The elephant in the room as analysts and economists make predictions based on China’s plans for the year ahead is concerns over regulatory sustained pressure. There is an ongoing debate as to whether China will continue with its crackdown on industries ranging from internet platforms to education providers. After a year of market uncertainty and the loss of billions of dollars, investors and business owners are searching for clarity in the year ahead. Promises of reform and opening have always painted a picture more welcoming to capital. However, the identification of both “regulation of capital” and “resolving of risks” as major issues to be dealt with in the year ahead suggests that the trend of increased regulations on sectors that are viewed as evolving in unhealthy or risky ways will continue. While it is unclear which sectors will face further regulations, the readout seems to prioritize long-term stability over short-term gains in economic indicators.

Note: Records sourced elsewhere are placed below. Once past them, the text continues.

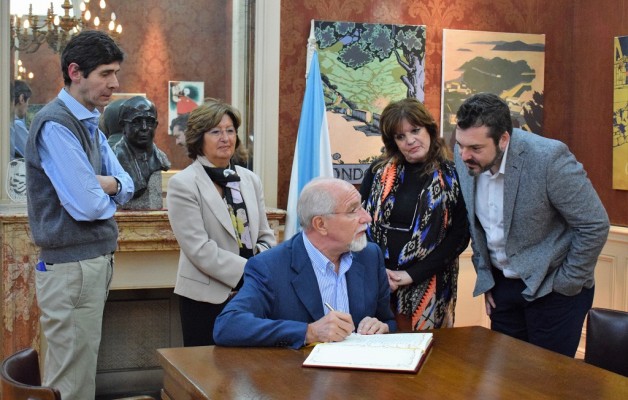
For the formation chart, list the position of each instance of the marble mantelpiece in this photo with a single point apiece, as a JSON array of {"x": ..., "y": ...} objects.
[{"x": 146, "y": 258}]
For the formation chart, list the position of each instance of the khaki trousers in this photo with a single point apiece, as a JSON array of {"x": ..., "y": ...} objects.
[{"x": 71, "y": 298}]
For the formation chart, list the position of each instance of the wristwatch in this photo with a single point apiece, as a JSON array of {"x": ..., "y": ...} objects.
[{"x": 119, "y": 186}]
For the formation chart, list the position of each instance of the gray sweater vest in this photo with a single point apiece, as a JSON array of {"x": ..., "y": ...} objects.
[{"x": 61, "y": 237}]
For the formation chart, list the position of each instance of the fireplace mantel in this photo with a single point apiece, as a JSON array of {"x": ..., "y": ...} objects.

Despite this, there are some indications in the official reports that the disruptions from market regulations and enforcement of new regulations were not always welcome. The conference readout specifically noted that all stakeholders in the government should “actively introduce policies that are conducive to economic stability, and policy efforts should be carried out appropriately.” This call directed at lower-ranking officials throughout the government to support stability at all levels could perhaps encourage local officials to take a softer approach towards implementation in order to avoid shockwaves to the local economy.
While speculation and economics go hand in hand, the future of China’s economy in the year ahead will depend on China’s ability to make progress towards its domestic goals while remaining resilient in an increasingly unpredictable global environment. In this new era of development, China’s economic stability will be key to achieving its plans of economic transformation and overall revitalization.
Allison Lapehn is a Government Affairs and Policy Associate at AmCham China.